The Chicken-less Chicken Momos

It was summer of ’07. I was in 4th or 5th standard and like every other regular kid, was at my Granny’s place. I was enjoying the humid, torturous and choking summer of West Bengal, which I assumed were the worst (because I didn’t know worse was coming during college, right?).
 Mama( my mother’s brother) has been recently married and I was sent with the newly-weds to a nearby town as a reminder of why they should get too close too soon. Yes, I used to be a good-for- motivation, well-behaved child back in those days. So, after visiting a few relatives, we decided to have some momos , chicken I inferred. The momo seller was a young lean crooked chap in his late 20s.

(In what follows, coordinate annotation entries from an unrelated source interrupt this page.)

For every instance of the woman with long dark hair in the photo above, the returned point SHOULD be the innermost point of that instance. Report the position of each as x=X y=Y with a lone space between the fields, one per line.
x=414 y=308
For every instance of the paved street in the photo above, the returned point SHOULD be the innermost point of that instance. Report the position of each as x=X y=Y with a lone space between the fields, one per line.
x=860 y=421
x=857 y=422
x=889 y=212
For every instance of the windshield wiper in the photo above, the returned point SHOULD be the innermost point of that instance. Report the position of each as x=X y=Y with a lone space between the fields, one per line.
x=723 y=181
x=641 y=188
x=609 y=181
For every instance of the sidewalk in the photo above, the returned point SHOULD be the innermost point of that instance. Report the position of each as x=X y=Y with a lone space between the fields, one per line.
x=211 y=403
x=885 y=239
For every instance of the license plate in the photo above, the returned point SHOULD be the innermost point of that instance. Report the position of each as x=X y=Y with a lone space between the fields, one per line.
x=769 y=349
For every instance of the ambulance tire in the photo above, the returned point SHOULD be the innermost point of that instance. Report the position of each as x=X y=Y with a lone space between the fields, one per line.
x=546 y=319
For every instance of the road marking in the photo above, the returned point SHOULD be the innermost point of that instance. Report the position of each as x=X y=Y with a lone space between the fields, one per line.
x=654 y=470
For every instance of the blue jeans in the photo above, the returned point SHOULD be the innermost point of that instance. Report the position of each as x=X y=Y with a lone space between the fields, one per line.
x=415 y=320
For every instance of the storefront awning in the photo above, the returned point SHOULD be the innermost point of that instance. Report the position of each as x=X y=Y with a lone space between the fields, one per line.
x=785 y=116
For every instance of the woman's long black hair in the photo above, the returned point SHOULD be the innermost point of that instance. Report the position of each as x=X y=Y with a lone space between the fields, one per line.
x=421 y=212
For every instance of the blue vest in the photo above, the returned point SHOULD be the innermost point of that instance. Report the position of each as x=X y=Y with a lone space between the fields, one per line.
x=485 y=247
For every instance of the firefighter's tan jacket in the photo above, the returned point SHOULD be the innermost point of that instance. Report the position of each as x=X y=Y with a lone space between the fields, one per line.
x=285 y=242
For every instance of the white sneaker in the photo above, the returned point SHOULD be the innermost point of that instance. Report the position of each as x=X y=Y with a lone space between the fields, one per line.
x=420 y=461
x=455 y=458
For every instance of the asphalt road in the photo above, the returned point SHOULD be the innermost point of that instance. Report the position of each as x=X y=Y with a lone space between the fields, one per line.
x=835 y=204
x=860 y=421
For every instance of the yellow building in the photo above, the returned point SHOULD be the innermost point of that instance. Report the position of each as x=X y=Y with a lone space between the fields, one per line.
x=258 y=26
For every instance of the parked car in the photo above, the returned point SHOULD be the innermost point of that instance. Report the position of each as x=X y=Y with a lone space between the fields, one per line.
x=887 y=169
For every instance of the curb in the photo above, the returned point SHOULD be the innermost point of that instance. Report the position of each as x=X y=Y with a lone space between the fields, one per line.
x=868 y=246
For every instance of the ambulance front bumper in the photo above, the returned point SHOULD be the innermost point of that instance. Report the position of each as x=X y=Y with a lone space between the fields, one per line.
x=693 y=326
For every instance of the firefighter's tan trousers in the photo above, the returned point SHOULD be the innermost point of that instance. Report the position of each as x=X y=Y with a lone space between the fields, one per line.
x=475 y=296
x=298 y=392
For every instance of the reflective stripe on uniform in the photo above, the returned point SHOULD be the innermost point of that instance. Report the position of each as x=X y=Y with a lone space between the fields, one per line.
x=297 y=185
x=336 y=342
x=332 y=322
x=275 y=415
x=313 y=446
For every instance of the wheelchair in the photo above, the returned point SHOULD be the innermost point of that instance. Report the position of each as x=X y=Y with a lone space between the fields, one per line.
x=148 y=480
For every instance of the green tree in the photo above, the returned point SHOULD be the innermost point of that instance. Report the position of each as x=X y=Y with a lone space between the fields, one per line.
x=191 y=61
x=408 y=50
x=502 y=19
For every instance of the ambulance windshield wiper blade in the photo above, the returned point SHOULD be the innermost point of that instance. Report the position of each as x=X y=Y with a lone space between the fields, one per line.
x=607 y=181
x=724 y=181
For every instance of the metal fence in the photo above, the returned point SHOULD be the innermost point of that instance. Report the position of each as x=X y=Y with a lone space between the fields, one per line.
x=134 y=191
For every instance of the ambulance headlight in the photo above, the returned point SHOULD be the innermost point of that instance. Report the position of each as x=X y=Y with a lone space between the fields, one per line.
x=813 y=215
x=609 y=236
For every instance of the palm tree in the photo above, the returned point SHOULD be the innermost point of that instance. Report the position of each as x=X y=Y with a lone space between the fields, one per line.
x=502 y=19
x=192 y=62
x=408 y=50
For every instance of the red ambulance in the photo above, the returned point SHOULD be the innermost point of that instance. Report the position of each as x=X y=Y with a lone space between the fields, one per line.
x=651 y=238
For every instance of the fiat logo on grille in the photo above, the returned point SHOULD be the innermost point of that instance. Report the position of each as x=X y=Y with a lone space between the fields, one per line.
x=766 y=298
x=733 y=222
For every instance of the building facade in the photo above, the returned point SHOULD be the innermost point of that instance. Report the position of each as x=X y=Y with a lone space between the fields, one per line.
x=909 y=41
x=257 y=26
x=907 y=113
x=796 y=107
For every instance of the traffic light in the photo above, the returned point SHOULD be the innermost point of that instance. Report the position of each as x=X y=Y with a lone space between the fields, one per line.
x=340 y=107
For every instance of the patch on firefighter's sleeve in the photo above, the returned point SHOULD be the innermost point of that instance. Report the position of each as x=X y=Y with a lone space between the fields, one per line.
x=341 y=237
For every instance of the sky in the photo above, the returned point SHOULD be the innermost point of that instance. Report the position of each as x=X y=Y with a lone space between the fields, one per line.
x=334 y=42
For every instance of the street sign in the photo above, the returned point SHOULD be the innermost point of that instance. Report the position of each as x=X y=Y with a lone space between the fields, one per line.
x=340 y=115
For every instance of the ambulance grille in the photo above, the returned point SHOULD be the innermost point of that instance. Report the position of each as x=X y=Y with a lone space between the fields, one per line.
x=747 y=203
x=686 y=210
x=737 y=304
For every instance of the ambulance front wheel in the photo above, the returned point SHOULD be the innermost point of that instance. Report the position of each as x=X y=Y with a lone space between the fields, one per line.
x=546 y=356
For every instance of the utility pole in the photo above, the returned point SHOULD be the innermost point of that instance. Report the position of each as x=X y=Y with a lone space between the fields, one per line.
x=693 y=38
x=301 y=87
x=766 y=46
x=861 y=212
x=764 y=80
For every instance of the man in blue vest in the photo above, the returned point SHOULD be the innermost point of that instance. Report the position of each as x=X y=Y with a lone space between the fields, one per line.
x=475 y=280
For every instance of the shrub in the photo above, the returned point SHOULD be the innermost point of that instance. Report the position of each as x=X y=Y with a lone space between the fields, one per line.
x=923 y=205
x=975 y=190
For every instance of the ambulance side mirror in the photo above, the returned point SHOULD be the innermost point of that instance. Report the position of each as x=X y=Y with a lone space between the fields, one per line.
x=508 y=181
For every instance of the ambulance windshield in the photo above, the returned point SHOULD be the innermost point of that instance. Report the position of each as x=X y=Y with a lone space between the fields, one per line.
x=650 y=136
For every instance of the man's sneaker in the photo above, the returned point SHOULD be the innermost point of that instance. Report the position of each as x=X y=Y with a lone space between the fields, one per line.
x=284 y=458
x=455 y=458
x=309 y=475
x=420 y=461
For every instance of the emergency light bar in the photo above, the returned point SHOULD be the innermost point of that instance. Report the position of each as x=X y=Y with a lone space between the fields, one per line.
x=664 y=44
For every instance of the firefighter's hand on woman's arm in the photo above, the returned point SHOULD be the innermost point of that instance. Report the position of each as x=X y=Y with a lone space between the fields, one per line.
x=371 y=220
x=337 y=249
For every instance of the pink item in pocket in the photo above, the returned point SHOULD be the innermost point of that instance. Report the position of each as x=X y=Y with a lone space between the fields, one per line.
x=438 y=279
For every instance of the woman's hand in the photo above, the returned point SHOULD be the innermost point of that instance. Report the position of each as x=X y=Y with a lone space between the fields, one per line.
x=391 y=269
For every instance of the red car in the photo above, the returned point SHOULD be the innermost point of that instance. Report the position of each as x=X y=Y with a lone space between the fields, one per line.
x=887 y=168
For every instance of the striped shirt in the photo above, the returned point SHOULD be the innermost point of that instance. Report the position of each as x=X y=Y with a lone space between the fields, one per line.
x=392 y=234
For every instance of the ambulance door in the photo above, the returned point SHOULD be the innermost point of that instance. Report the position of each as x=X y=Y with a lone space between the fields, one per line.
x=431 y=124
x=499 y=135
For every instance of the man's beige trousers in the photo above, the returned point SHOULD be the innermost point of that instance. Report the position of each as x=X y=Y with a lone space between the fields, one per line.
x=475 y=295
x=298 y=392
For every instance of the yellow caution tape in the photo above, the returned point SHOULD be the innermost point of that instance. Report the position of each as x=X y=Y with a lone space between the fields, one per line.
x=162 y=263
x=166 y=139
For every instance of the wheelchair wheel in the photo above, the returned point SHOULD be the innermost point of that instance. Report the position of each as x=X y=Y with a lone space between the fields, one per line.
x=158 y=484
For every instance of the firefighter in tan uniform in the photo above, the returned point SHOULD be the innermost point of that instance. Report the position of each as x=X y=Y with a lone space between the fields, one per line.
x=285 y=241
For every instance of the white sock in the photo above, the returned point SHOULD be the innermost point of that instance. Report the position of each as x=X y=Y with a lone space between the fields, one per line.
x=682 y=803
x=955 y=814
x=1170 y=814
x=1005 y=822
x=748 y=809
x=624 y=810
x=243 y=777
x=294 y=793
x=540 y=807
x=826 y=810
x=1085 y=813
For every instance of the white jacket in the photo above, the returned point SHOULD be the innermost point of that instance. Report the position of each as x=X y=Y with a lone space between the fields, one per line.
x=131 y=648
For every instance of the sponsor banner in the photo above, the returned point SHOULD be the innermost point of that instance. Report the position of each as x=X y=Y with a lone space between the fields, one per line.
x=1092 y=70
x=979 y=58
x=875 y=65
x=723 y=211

So after being  baked for 15 more minutes in the heat of May, we finally got our momos. As I started munching on my chicken momos,  I realize that there’s no chicken in them, just boiled onions with the scent of chicken, but no chicken chunks!! Realizing that I’ve been scammed, I question the momo-seller –
Me to Momo-seller: Dada, where’s the chicken?
Mama: I think it’s silent. *mockingly*
Momo-seller: Look carefully, there’s chicken in every one of those mo mos.
So, we started looking carefully, only to find nothing but few grayish grains amidst boiled onions. As I started picking it up the mo mo seller shouted “ There!! That’s chicken you see!!”
So, he meant crushed chicken bones or intestines that too are scarcely distributed among “every one of those momos”.
The seller continued “ If you find any single one with no chicken, I won’t even take payment for the momos u ate!!” with pride upon his victory.
We discovered a new version of chicken that day and Of course there was “chicken” in “every one of those momos”.